Honestly, I sometimes think that college students go to these stupid protests because that's what they think college students are supposed to do.
[E]arlier this month, the crew team held a party with a "Cowboys and Indians" theme. Team captains later apologized.
Gads! Not a "Cowboys and Indians" theme! I hope there was no Village People music being played. And the apology? Pathetic. I hope they didn't mean it.
Honestly, is such a party truly "insensitive"? Or is it something that someone with a chip on his/her shoulder says is insensitive, and to prove our sensitivity, we have to support the so-called aggrieved party? What crap. You don't like the theme of a party? Don't go.
The college also apologized for scheduling a December 29 hockey game against the University of North Dakota, whose mascot is the "Fighting Sioux." The university is one of several schools whose use of American Indian imagery has been labeled "hostile and abusive" by the National Collegiate Athletic Association.
So the Dartmouth Indians don't like UND's "Fighting Sioux" mascot. Who gives a damn what the Dartmouth Indians think? I'd be slightly more concerned, but not much, about what the Sioux themselves think.

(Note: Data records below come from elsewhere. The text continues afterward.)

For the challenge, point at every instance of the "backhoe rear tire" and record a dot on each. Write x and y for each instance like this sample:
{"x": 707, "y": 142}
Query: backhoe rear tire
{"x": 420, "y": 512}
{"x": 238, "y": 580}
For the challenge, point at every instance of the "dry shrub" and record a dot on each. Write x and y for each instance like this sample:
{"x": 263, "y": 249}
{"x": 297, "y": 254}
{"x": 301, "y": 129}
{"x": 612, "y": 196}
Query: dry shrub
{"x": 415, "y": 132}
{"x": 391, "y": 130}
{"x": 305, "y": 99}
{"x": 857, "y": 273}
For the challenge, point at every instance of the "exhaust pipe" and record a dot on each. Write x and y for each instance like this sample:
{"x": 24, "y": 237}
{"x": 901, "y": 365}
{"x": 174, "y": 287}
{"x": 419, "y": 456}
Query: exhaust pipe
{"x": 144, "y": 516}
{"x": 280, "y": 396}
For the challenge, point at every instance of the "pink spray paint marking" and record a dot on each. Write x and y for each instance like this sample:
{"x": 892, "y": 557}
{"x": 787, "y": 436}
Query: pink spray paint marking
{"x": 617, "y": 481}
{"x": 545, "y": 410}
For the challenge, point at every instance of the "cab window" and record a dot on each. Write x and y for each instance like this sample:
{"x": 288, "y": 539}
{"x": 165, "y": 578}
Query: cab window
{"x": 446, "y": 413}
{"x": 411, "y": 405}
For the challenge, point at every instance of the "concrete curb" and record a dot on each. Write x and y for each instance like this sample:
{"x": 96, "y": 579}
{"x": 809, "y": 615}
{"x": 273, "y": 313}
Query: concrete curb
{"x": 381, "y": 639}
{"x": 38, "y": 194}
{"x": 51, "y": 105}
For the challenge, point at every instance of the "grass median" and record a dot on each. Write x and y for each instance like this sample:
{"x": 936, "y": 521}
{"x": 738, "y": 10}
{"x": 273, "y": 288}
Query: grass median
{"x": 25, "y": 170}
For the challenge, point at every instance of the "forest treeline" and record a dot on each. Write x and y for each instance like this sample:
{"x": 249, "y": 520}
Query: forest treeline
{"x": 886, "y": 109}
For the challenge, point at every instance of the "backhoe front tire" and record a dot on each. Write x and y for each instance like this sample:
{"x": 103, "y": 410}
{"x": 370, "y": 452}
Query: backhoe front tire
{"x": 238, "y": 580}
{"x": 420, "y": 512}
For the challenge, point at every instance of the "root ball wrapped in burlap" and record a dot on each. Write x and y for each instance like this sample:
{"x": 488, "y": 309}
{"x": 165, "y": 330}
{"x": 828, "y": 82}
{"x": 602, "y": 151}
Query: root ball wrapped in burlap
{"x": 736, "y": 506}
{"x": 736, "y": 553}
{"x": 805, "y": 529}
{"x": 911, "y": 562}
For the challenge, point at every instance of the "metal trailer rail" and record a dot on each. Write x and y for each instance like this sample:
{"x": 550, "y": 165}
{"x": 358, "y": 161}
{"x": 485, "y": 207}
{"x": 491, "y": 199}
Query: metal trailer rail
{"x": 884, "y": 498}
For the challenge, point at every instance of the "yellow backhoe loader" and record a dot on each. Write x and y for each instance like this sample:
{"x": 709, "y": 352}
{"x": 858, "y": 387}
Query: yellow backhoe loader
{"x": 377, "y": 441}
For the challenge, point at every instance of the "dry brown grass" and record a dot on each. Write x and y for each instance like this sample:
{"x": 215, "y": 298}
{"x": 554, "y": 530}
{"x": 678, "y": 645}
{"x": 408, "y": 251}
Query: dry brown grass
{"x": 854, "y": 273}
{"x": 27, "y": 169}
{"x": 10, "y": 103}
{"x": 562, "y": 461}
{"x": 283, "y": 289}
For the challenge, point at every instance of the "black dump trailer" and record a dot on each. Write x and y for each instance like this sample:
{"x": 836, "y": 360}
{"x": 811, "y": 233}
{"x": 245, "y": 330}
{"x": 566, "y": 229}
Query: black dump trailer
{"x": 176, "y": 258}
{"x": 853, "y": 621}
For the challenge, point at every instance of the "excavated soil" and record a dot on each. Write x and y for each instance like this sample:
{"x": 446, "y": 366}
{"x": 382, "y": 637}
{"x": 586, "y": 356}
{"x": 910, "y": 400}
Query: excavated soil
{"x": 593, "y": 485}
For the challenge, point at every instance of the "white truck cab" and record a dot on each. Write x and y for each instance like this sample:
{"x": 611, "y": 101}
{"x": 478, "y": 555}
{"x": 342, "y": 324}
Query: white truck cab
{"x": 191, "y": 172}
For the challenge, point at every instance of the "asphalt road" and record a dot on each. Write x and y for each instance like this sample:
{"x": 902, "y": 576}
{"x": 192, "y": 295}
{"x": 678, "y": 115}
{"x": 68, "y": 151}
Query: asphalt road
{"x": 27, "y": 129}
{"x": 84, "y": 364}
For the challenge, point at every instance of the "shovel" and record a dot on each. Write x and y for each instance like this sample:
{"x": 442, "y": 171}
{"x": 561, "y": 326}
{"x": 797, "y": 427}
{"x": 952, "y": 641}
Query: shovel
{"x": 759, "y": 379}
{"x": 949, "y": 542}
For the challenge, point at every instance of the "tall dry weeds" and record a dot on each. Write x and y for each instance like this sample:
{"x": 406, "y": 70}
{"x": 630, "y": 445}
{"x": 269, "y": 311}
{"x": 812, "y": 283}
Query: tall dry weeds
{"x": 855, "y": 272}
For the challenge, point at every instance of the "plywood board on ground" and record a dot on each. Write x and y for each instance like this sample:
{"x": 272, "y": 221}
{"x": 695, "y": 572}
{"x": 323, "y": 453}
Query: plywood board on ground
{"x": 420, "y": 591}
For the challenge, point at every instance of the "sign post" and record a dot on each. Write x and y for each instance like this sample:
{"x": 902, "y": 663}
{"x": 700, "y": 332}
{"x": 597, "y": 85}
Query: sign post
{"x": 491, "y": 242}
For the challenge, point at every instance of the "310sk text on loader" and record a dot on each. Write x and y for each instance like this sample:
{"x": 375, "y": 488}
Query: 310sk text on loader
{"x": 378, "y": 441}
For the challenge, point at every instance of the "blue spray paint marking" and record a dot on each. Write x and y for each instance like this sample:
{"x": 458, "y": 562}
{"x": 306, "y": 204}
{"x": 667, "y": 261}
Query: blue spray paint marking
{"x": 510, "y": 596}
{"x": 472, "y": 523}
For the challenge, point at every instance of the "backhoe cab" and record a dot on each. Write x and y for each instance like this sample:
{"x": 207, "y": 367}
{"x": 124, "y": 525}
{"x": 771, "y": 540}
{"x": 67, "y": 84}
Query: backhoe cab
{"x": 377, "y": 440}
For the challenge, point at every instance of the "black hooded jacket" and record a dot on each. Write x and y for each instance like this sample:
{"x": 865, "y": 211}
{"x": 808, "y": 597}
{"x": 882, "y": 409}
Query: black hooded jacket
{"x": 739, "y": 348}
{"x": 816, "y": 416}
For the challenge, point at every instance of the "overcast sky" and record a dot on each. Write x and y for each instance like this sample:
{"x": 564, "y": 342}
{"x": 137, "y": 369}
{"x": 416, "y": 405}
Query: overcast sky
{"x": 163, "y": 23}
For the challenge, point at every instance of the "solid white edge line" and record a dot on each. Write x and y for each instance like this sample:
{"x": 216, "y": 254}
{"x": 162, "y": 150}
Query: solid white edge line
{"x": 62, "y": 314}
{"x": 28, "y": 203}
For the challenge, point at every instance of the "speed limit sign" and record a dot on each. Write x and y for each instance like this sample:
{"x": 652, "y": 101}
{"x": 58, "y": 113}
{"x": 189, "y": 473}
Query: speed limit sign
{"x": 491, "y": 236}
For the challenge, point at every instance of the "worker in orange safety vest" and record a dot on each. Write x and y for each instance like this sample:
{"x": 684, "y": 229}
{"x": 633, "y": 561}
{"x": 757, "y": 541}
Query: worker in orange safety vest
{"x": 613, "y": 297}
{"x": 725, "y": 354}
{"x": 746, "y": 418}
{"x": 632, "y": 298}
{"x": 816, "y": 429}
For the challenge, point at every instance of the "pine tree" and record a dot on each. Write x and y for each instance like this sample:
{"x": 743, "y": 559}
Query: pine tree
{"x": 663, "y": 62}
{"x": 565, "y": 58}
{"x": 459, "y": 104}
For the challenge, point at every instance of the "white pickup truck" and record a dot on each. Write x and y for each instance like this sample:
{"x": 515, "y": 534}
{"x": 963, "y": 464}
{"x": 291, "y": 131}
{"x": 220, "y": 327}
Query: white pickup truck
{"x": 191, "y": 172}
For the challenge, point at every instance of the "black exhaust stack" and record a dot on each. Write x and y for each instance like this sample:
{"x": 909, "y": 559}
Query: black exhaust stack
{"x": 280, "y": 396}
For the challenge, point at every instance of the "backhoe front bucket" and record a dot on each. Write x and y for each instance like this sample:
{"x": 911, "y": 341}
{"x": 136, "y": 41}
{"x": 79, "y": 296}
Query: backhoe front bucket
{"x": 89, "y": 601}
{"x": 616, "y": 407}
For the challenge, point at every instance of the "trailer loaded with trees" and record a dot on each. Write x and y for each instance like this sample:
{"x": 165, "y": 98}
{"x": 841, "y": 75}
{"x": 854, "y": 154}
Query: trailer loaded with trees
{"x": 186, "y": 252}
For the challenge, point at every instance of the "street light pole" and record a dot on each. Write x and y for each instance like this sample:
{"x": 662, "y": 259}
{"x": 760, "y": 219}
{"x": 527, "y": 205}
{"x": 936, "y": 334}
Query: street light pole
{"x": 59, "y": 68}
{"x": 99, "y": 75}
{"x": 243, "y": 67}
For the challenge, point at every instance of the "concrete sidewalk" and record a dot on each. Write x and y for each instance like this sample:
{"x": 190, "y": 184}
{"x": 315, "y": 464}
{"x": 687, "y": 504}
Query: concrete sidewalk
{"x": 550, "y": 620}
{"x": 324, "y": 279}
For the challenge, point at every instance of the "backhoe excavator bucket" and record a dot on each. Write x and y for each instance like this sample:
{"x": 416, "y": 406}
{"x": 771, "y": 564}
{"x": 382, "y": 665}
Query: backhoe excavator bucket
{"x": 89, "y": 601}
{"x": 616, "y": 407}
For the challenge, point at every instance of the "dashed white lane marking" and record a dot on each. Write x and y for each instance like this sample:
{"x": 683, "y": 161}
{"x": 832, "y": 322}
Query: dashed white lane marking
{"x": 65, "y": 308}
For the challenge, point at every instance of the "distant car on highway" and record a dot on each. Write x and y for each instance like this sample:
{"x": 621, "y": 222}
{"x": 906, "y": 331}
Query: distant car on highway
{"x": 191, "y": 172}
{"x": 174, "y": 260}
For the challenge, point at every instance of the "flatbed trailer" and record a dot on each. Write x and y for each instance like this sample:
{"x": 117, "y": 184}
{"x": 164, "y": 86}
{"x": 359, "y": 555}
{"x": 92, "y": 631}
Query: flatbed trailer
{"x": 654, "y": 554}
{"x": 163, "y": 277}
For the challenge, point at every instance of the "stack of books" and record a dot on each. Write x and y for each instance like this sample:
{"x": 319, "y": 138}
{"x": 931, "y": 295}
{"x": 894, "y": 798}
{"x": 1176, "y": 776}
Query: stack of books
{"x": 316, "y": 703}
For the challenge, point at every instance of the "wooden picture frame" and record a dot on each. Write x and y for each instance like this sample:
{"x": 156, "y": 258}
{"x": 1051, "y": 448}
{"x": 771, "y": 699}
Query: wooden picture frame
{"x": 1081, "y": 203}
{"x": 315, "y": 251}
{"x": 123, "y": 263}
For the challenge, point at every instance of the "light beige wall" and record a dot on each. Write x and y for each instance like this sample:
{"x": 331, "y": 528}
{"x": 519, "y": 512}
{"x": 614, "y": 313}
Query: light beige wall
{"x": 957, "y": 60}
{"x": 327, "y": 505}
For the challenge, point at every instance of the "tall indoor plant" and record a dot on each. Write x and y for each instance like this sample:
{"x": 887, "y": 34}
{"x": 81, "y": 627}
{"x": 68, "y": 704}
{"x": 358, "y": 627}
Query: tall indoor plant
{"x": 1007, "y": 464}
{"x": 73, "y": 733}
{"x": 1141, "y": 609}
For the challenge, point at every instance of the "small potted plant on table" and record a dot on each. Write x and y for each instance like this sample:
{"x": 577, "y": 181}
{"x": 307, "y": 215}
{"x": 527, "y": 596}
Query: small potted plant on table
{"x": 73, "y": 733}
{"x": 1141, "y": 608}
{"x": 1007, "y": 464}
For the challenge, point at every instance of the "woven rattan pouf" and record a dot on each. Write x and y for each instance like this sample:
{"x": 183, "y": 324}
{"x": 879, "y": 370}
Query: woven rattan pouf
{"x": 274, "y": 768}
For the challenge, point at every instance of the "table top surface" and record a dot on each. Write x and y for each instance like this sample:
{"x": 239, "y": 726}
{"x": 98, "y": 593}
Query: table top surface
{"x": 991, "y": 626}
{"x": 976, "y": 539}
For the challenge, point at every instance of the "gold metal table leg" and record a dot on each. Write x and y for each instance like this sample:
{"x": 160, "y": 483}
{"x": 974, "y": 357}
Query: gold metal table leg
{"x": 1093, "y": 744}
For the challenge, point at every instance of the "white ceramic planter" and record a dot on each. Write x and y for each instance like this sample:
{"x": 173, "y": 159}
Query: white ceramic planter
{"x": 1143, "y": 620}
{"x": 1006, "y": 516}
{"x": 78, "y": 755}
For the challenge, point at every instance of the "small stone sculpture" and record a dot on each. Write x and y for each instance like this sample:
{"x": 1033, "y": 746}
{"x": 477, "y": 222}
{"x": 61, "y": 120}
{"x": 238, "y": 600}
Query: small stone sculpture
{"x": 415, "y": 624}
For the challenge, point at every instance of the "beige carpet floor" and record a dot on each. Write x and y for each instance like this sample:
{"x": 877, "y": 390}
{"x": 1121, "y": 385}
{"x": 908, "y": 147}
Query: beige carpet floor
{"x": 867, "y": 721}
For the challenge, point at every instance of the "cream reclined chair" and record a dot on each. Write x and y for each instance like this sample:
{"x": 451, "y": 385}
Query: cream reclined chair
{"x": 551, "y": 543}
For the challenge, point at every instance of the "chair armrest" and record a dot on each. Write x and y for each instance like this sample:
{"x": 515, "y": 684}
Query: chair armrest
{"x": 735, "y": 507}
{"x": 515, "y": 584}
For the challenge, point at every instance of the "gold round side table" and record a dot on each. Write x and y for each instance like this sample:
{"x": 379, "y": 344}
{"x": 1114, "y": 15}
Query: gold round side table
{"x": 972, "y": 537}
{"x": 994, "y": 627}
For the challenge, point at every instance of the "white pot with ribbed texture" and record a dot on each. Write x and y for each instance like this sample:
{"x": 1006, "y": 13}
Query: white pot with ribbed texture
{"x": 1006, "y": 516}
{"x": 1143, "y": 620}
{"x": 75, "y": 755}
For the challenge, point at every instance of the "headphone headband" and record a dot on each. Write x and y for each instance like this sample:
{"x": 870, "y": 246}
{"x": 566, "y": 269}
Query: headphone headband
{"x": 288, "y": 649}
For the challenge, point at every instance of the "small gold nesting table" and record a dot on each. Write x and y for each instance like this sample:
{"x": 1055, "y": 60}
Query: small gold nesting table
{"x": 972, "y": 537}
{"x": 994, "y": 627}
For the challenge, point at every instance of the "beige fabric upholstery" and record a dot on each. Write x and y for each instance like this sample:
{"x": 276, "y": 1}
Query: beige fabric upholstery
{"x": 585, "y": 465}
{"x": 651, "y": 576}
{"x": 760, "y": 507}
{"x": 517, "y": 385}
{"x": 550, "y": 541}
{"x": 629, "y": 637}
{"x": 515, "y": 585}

So anyway, here's what one of the bigoted right-wing white racist yadda yadda yadda conservative editorialists said in the dreaded "independent conservative student newspaper":
In an editorial, Linsalata wrote: "While the onus may fall partly on the student body to facilitate an environment more hospitable to Indians, nothing can be done until the Indians themselves lay out measurable goals and steps for how this harmony can be achieved. Patronizing advertisements and excessive use of the race card are antithetical to this goal."
And here's the response it got:
At the rally, Kohn, a member of both the Crow tribe and of the student group Native Americans at Dartmouth, urged administrators to pursue disciplinary action against offenders.
I know Dartmouth isn't a public school and isn't held to 1st Amendment standards, but I'd like to think that as a university, the free and open exchange of ideas would be tolerated. But apparently, speech at Dartmouth is tolerated only if it conforms to certain rigid ideological standards.
I think someone needs to smokem peace pipe.